After years of overseeing steady but unexciting Virgin spin-offs; a troublesome train operation; and a largely stagnant global airline market; his new toy, Virgin Media, finds itself at the beating heart of the populist news agenda.
Despite the fact that it was actually formed from the long-established Virgin Mobile and the much-maligned cable firm NTL, Virgin Media is fast becoming a classic Bransonite operation, with PR in its soul. It is therefore no surprise that Branson is now bolstering the firm's comms personnel.

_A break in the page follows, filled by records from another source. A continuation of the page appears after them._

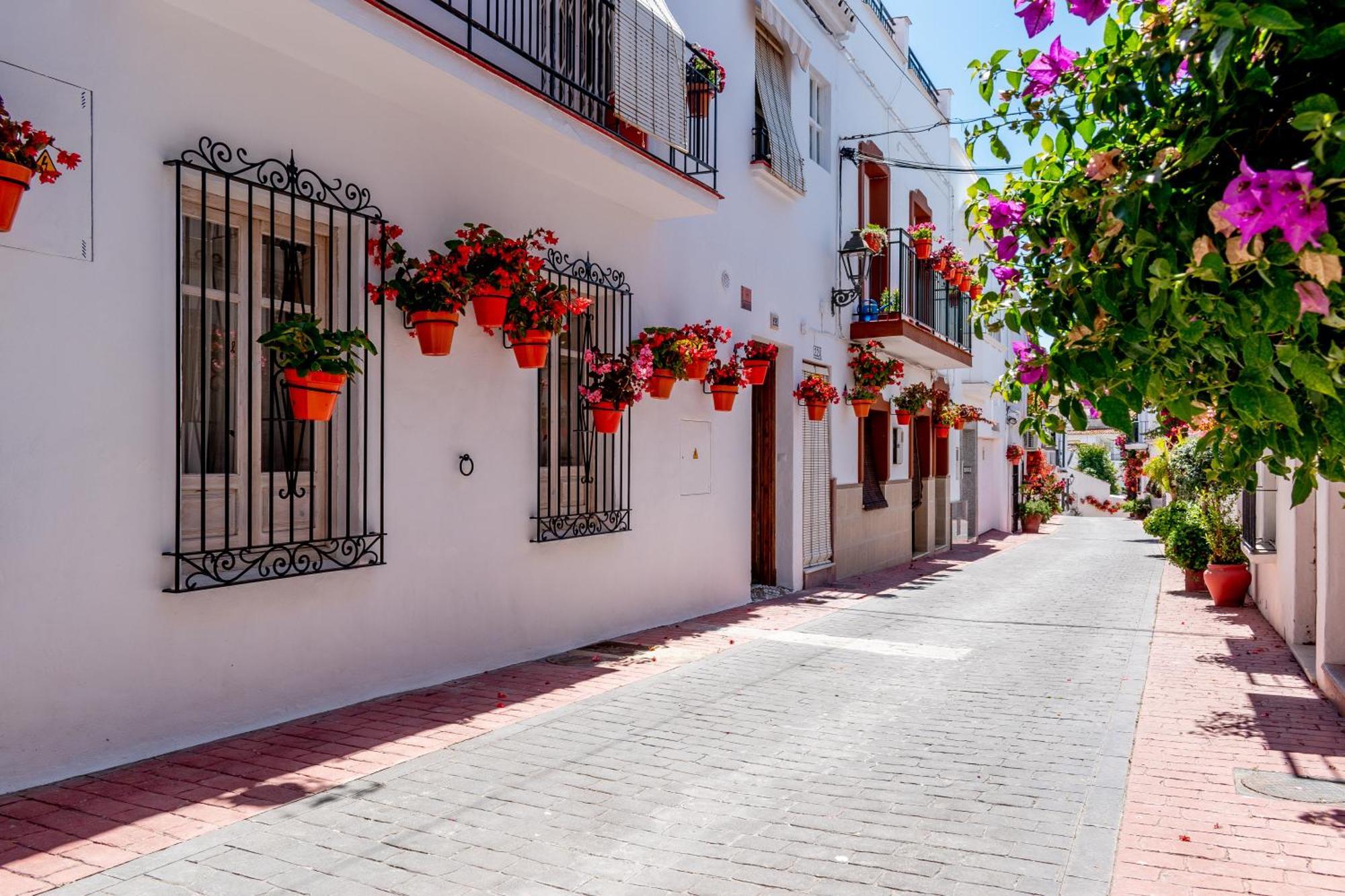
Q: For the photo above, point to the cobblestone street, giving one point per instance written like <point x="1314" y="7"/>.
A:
<point x="965" y="732"/>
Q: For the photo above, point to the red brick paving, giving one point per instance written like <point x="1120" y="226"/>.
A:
<point x="59" y="833"/>
<point x="1223" y="693"/>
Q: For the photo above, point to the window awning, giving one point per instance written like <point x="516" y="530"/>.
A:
<point x="785" y="32"/>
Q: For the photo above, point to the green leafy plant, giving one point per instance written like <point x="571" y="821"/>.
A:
<point x="303" y="345"/>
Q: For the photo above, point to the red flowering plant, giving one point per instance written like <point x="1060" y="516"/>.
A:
<point x="24" y="145"/>
<point x="816" y="391"/>
<point x="618" y="380"/>
<point x="872" y="373"/>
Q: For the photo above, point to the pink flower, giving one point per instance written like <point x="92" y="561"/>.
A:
<point x="1036" y="15"/>
<point x="1046" y="71"/>
<point x="1312" y="298"/>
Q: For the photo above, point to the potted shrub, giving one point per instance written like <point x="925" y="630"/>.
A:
<point x="666" y="349"/>
<point x="533" y="318"/>
<point x="699" y="348"/>
<point x="816" y="393"/>
<point x="911" y="401"/>
<point x="923" y="239"/>
<point x="615" y="382"/>
<point x="422" y="290"/>
<point x="1188" y="549"/>
<point x="1227" y="575"/>
<point x="705" y="77"/>
<point x="872" y="373"/>
<point x="21" y="147"/>
<point x="494" y="270"/>
<point x="315" y="362"/>
<point x="758" y="358"/>
<point x="726" y="378"/>
<point x="1032" y="512"/>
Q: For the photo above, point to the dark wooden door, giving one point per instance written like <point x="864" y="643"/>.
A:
<point x="763" y="481"/>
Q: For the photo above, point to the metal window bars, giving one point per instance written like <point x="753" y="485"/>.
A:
<point x="583" y="477"/>
<point x="259" y="494"/>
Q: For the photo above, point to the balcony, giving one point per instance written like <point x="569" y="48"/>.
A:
<point x="566" y="52"/>
<point x="927" y="322"/>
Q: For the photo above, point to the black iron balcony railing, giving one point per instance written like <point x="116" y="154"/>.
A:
<point x="902" y="287"/>
<point x="566" y="50"/>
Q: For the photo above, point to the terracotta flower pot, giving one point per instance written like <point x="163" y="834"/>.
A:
<point x="1229" y="583"/>
<point x="661" y="384"/>
<point x="435" y="330"/>
<point x="531" y="352"/>
<point x="607" y="417"/>
<point x="724" y="396"/>
<point x="313" y="397"/>
<point x="755" y="370"/>
<point x="489" y="304"/>
<point x="697" y="369"/>
<point x="14" y="182"/>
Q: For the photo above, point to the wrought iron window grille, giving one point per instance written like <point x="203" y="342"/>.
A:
<point x="584" y="478"/>
<point x="260" y="495"/>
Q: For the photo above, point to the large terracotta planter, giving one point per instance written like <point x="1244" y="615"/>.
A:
<point x="661" y="384"/>
<point x="1229" y="583"/>
<point x="14" y="182"/>
<point x="607" y="417"/>
<point x="755" y="370"/>
<point x="489" y="304"/>
<point x="531" y="352"/>
<point x="435" y="330"/>
<point x="313" y="397"/>
<point x="724" y="396"/>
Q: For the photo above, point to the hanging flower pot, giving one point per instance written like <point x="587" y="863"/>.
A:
<point x="531" y="352"/>
<point x="607" y="416"/>
<point x="661" y="384"/>
<point x="14" y="182"/>
<point x="1229" y="583"/>
<point x="755" y="370"/>
<point x="314" y="397"/>
<point x="435" y="330"/>
<point x="489" y="304"/>
<point x="724" y="396"/>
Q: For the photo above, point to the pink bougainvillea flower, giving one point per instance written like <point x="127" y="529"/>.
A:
<point x="1046" y="71"/>
<point x="1005" y="214"/>
<point x="1312" y="298"/>
<point x="1036" y="15"/>
<point x="1090" y="10"/>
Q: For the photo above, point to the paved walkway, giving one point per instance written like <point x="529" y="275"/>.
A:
<point x="1226" y="694"/>
<point x="965" y="732"/>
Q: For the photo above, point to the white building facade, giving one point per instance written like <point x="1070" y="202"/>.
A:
<point x="449" y="493"/>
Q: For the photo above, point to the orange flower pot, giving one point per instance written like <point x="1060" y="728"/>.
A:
<point x="435" y="330"/>
<point x="607" y="417"/>
<point x="489" y="306"/>
<point x="724" y="397"/>
<point x="314" y="397"/>
<point x="1229" y="583"/>
<point x="14" y="182"/>
<point x="661" y="384"/>
<point x="755" y="370"/>
<point x="531" y="352"/>
<point x="697" y="369"/>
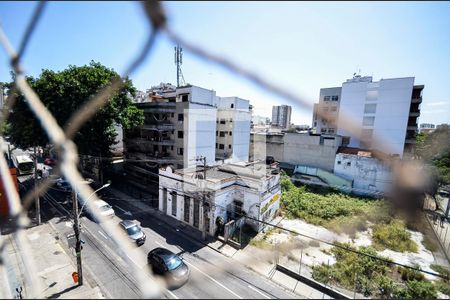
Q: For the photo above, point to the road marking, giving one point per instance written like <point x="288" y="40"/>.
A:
<point x="214" y="280"/>
<point x="172" y="294"/>
<point x="256" y="290"/>
<point x="103" y="234"/>
<point x="124" y="211"/>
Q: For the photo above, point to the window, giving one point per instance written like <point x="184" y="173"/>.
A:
<point x="187" y="205"/>
<point x="174" y="203"/>
<point x="368" y="121"/>
<point x="366" y="134"/>
<point x="371" y="95"/>
<point x="370" y="108"/>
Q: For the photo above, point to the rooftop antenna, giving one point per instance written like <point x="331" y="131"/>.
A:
<point x="178" y="63"/>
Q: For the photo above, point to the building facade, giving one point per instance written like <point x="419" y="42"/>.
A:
<point x="369" y="175"/>
<point x="231" y="191"/>
<point x="325" y="113"/>
<point x="233" y="129"/>
<point x="281" y="116"/>
<point x="378" y="115"/>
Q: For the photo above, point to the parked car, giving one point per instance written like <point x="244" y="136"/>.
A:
<point x="168" y="265"/>
<point x="134" y="231"/>
<point x="49" y="161"/>
<point x="105" y="209"/>
<point x="63" y="185"/>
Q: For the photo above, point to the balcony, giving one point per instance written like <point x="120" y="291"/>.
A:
<point x="158" y="126"/>
<point x="157" y="107"/>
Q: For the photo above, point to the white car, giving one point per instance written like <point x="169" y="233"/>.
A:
<point x="104" y="208"/>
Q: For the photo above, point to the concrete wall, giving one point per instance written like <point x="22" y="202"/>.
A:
<point x="369" y="174"/>
<point x="309" y="150"/>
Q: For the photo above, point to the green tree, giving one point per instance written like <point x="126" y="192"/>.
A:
<point x="63" y="93"/>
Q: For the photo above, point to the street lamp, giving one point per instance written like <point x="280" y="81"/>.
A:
<point x="104" y="186"/>
<point x="76" y="228"/>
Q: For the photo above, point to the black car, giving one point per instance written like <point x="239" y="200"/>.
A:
<point x="169" y="265"/>
<point x="134" y="231"/>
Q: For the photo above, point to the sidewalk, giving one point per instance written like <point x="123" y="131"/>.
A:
<point x="52" y="263"/>
<point x="258" y="260"/>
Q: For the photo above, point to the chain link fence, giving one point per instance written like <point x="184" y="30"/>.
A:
<point x="67" y="152"/>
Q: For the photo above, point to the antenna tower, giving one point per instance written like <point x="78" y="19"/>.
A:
<point x="178" y="63"/>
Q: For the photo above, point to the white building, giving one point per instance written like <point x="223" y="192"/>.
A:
<point x="370" y="175"/>
<point x="383" y="114"/>
<point x="234" y="190"/>
<point x="281" y="116"/>
<point x="233" y="129"/>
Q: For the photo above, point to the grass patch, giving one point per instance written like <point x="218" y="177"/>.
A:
<point x="334" y="210"/>
<point x="372" y="277"/>
<point x="429" y="244"/>
<point x="394" y="236"/>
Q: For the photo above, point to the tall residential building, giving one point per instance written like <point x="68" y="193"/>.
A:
<point x="328" y="106"/>
<point x="181" y="124"/>
<point x="233" y="129"/>
<point x="281" y="116"/>
<point x="382" y="114"/>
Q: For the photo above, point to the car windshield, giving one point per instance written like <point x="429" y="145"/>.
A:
<point x="172" y="261"/>
<point x="133" y="230"/>
<point x="105" y="207"/>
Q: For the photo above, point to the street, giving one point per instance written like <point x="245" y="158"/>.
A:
<point x="212" y="274"/>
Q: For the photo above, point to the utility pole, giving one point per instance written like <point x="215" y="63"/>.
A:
<point x="76" y="229"/>
<point x="203" y="158"/>
<point x="36" y="197"/>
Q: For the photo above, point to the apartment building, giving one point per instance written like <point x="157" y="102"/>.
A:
<point x="379" y="115"/>
<point x="182" y="123"/>
<point x="325" y="113"/>
<point x="281" y="116"/>
<point x="233" y="129"/>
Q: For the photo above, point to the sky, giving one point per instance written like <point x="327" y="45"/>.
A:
<point x="298" y="46"/>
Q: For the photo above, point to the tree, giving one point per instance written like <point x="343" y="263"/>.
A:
<point x="63" y="93"/>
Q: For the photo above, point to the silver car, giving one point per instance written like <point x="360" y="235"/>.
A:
<point x="133" y="231"/>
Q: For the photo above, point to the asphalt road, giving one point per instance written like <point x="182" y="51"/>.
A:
<point x="212" y="274"/>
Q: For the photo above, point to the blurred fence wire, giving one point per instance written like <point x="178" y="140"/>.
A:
<point x="61" y="138"/>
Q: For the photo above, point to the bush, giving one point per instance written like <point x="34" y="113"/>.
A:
<point x="393" y="236"/>
<point x="429" y="244"/>
<point x="331" y="209"/>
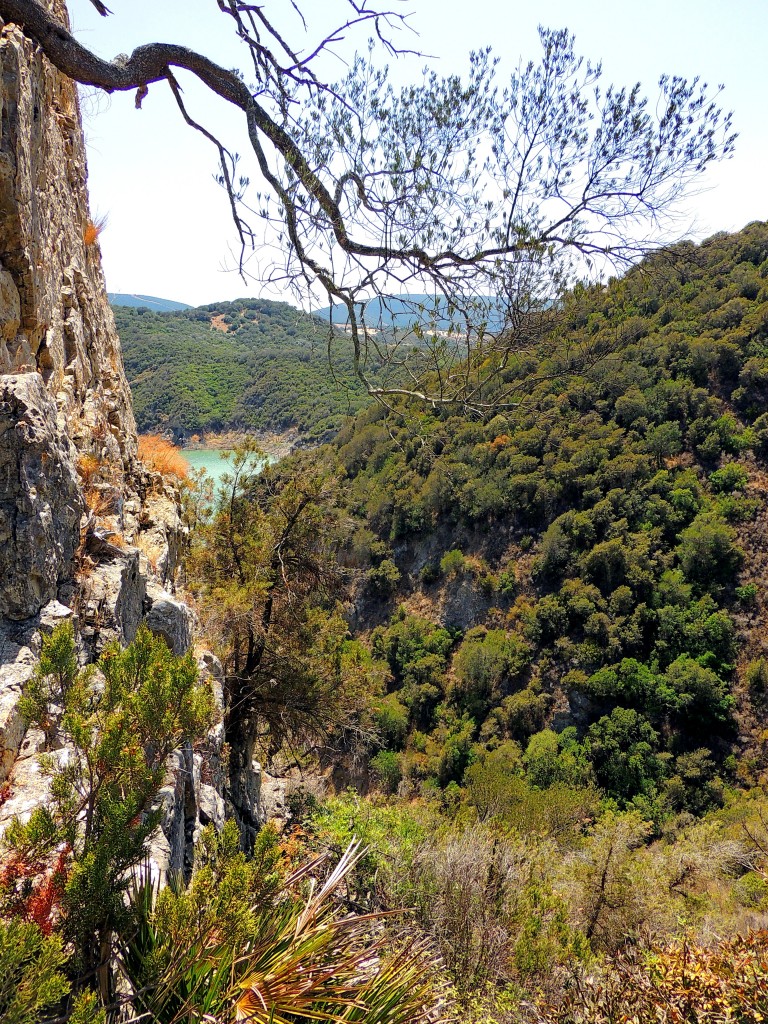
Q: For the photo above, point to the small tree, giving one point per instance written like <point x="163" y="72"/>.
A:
<point x="118" y="735"/>
<point x="485" y="201"/>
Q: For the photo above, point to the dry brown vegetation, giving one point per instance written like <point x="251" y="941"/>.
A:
<point x="163" y="456"/>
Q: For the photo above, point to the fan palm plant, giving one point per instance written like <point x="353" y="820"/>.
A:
<point x="294" y="957"/>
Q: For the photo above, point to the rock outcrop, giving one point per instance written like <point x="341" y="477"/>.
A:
<point x="86" y="531"/>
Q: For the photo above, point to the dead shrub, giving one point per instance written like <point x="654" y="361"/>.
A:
<point x="163" y="456"/>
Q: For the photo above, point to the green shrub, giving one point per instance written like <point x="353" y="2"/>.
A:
<point x="748" y="594"/>
<point x="751" y="891"/>
<point x="453" y="563"/>
<point x="386" y="768"/>
<point x="384" y="578"/>
<point x="730" y="477"/>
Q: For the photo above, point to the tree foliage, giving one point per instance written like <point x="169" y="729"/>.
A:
<point x="484" y="197"/>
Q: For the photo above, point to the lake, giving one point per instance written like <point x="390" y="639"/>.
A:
<point x="211" y="460"/>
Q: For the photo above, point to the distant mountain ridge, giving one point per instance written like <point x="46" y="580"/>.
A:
<point x="402" y="311"/>
<point x="147" y="301"/>
<point x="248" y="365"/>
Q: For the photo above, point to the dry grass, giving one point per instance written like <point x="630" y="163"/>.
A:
<point x="92" y="229"/>
<point x="163" y="456"/>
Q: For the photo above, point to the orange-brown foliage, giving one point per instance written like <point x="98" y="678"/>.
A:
<point x="92" y="229"/>
<point x="162" y="456"/>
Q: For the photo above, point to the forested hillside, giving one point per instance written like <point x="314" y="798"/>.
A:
<point x="527" y="654"/>
<point x="580" y="579"/>
<point x="251" y="365"/>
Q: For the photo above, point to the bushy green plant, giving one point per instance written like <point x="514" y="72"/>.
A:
<point x="453" y="563"/>
<point x="120" y="733"/>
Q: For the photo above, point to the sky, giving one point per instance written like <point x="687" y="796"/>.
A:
<point x="168" y="228"/>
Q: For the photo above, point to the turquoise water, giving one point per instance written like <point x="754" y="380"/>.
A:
<point x="211" y="460"/>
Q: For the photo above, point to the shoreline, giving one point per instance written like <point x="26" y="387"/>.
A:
<point x="274" y="444"/>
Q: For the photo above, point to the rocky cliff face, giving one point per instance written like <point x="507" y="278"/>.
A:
<point x="86" y="531"/>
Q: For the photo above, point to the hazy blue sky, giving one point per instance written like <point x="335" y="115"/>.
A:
<point x="168" y="230"/>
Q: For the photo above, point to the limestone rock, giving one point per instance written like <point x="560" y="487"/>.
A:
<point x="113" y="600"/>
<point x="40" y="501"/>
<point x="169" y="619"/>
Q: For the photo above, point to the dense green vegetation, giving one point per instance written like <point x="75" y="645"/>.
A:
<point x="567" y="580"/>
<point x="265" y="367"/>
<point x="532" y="647"/>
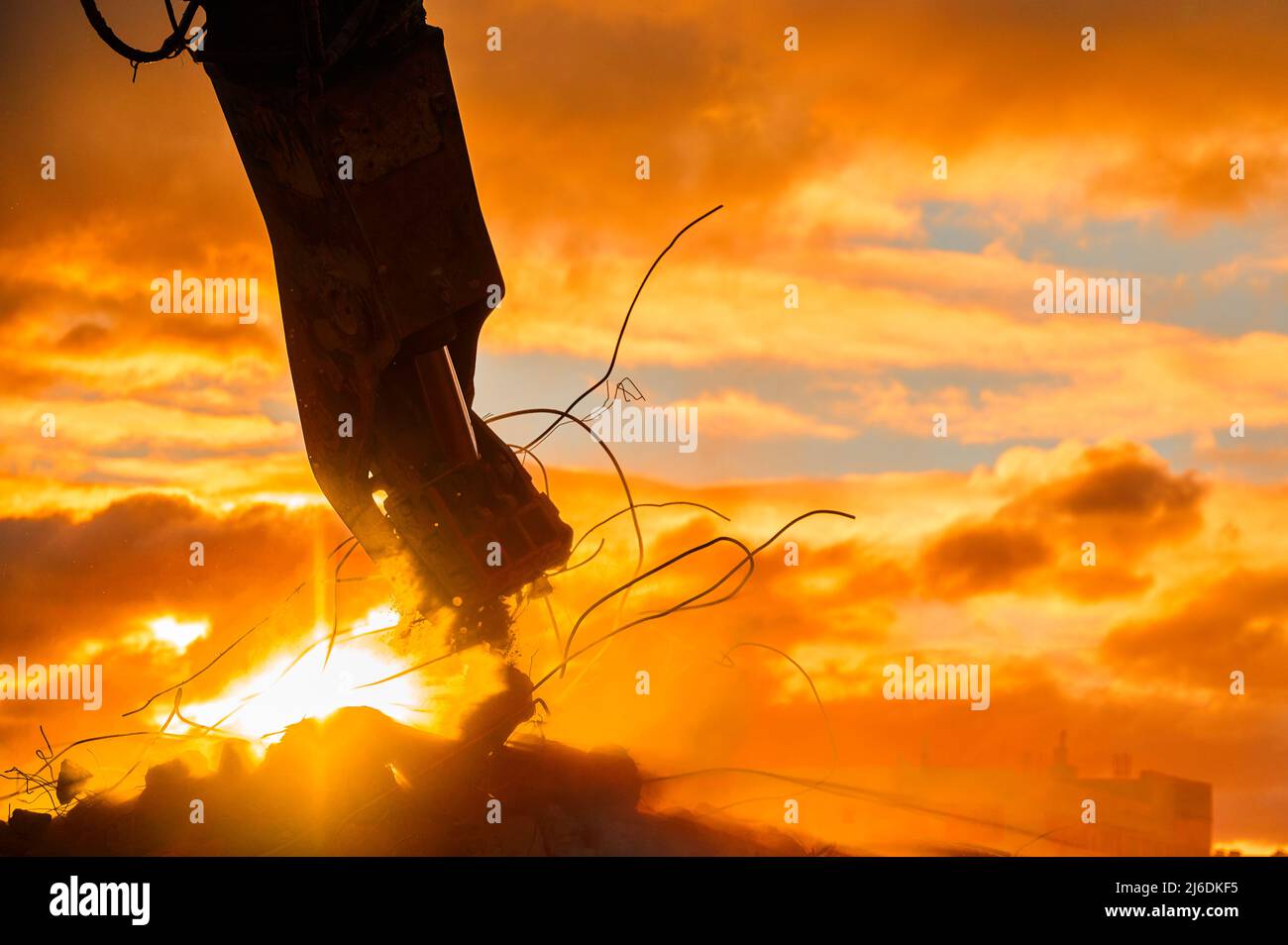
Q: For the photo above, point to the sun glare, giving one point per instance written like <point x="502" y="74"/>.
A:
<point x="294" y="686"/>
<point x="178" y="634"/>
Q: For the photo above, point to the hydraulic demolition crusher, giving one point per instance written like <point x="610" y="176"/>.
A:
<point x="347" y="124"/>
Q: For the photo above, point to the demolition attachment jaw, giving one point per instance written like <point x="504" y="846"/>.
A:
<point x="347" y="123"/>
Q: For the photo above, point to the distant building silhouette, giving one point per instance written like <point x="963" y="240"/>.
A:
<point x="1151" y="814"/>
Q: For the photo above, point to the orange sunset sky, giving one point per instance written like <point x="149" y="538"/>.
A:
<point x="915" y="297"/>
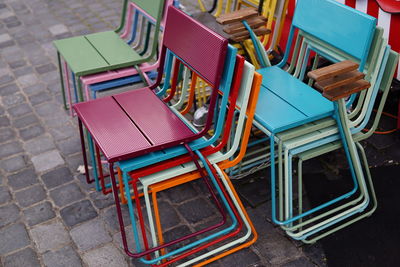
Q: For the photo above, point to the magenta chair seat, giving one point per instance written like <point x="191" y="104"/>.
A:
<point x="132" y="124"/>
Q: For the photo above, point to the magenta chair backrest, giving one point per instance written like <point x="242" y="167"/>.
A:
<point x="198" y="47"/>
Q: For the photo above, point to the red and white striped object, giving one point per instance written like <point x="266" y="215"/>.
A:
<point x="390" y="22"/>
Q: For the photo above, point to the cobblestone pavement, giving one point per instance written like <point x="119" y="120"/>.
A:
<point x="48" y="215"/>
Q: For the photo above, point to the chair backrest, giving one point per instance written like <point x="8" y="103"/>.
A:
<point x="200" y="48"/>
<point x="335" y="24"/>
<point x="153" y="8"/>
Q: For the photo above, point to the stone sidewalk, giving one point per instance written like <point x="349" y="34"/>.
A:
<point x="49" y="216"/>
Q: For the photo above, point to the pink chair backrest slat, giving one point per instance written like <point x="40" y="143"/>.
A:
<point x="200" y="48"/>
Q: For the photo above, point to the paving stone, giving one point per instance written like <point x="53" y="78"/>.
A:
<point x="17" y="64"/>
<point x="244" y="257"/>
<point x="64" y="257"/>
<point x="13" y="237"/>
<point x="168" y="214"/>
<point x="278" y="250"/>
<point x="78" y="212"/>
<point x="22" y="179"/>
<point x="25" y="121"/>
<point x="5" y="37"/>
<point x="101" y="201"/>
<point x="117" y="239"/>
<point x="48" y="109"/>
<point x="70" y="146"/>
<point x="34" y="89"/>
<point x="316" y="254"/>
<point x="30" y="195"/>
<point x="31" y="132"/>
<point x="57" y="177"/>
<point x="45" y="68"/>
<point x="172" y="234"/>
<point x="300" y="262"/>
<point x="47" y="161"/>
<point x="27" y="80"/>
<point x="74" y="161"/>
<point x="110" y="217"/>
<point x="196" y="210"/>
<point x="39" y="145"/>
<point x="8" y="214"/>
<point x="9" y="89"/>
<point x="61" y="133"/>
<point x="10" y="19"/>
<point x="50" y="236"/>
<point x="20" y="110"/>
<point x="4" y="195"/>
<point x="25" y="39"/>
<point x="6" y="78"/>
<point x="40" y="98"/>
<point x="39" y="213"/>
<point x="4" y="121"/>
<point x="81" y="178"/>
<point x="6" y="134"/>
<point x="90" y="235"/>
<point x="14" y="164"/>
<point x="180" y="193"/>
<point x="26" y="257"/>
<point x="23" y="71"/>
<point x="12" y="100"/>
<point x="66" y="194"/>
<point x="107" y="256"/>
<point x="59" y="121"/>
<point x="58" y="29"/>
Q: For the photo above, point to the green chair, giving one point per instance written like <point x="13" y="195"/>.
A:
<point x="104" y="51"/>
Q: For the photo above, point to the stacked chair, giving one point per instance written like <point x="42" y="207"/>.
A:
<point x="293" y="101"/>
<point x="266" y="10"/>
<point x="123" y="129"/>
<point x="103" y="56"/>
<point x="149" y="145"/>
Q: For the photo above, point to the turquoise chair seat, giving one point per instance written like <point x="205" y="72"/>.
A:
<point x="286" y="102"/>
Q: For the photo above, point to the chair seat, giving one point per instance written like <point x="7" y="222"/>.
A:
<point x="209" y="21"/>
<point x="285" y="102"/>
<point x="132" y="124"/>
<point x="97" y="52"/>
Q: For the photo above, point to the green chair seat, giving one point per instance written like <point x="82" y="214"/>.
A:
<point x="97" y="52"/>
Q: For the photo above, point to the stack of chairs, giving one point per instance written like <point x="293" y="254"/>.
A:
<point x="123" y="53"/>
<point x="296" y="118"/>
<point x="148" y="142"/>
<point x="149" y="145"/>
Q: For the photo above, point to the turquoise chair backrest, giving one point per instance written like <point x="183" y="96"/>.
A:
<point x="335" y="24"/>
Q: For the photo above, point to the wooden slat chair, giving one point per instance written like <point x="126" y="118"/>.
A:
<point x="109" y="119"/>
<point x="319" y="130"/>
<point x="295" y="102"/>
<point x="242" y="42"/>
<point x="170" y="172"/>
<point x="321" y="137"/>
<point x="95" y="83"/>
<point x="297" y="230"/>
<point x="105" y="51"/>
<point x="149" y="176"/>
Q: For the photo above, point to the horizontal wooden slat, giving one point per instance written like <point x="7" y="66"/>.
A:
<point x="340" y="80"/>
<point x="245" y="34"/>
<point x="238" y="15"/>
<point x="254" y="22"/>
<point x="332" y="70"/>
<point x="346" y="90"/>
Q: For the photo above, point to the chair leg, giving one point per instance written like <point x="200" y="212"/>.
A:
<point x="88" y="180"/>
<point x="61" y="80"/>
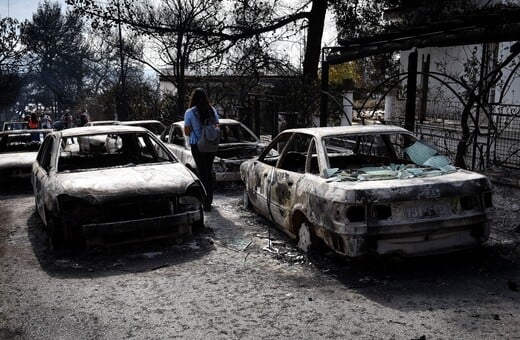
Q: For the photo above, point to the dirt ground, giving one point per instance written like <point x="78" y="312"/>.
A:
<point x="226" y="283"/>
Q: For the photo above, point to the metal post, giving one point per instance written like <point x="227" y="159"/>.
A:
<point x="324" y="99"/>
<point x="411" y="87"/>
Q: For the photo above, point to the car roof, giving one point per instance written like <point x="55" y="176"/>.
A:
<point x="222" y="121"/>
<point x="103" y="122"/>
<point x="135" y="122"/>
<point x="354" y="129"/>
<point x="98" y="129"/>
<point x="24" y="131"/>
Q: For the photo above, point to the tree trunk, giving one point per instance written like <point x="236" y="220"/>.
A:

Virgin Media is already involved in hand-to-hand combat on many fronts. Not only does it have the strategic challenge of convincing consumers that we need to buy TV, broadband and telephony from the same supplier, but it has become embroiled in a vicious PR war with Sky. What started off as a media relations battle over pricing and content has broadened into a lobbying issue over BSkyB's alleged ‘restrictive practices'.
And if that wasn't enough, Virgin Media is rumoured to be in the market for broadband provider Pipex and has just signed up to sponsor the next Big Brother.
The latter is a partnership again likely to draw heavily on the comms resource. Lest we forget, previous sponsor Carphone Warehouse pulled out during the Shilpa Shetty media row, the rumour being that boss Charles Dunstone was advised to do so by his own PR guru Matthew Freud. We can only imagine how the sparks will fly as the notoriously controversial show aligns with the Branson empire.
Unlike his train operation, Virgin Media can position itself as the classic ‘edgy' challenger brand, up against the ‘evil' News Corporation.
Branson is happy and re-energised. And so are we journalists. But Mr Murdoch, and maybe Mr Freud, may prove less of a pushover.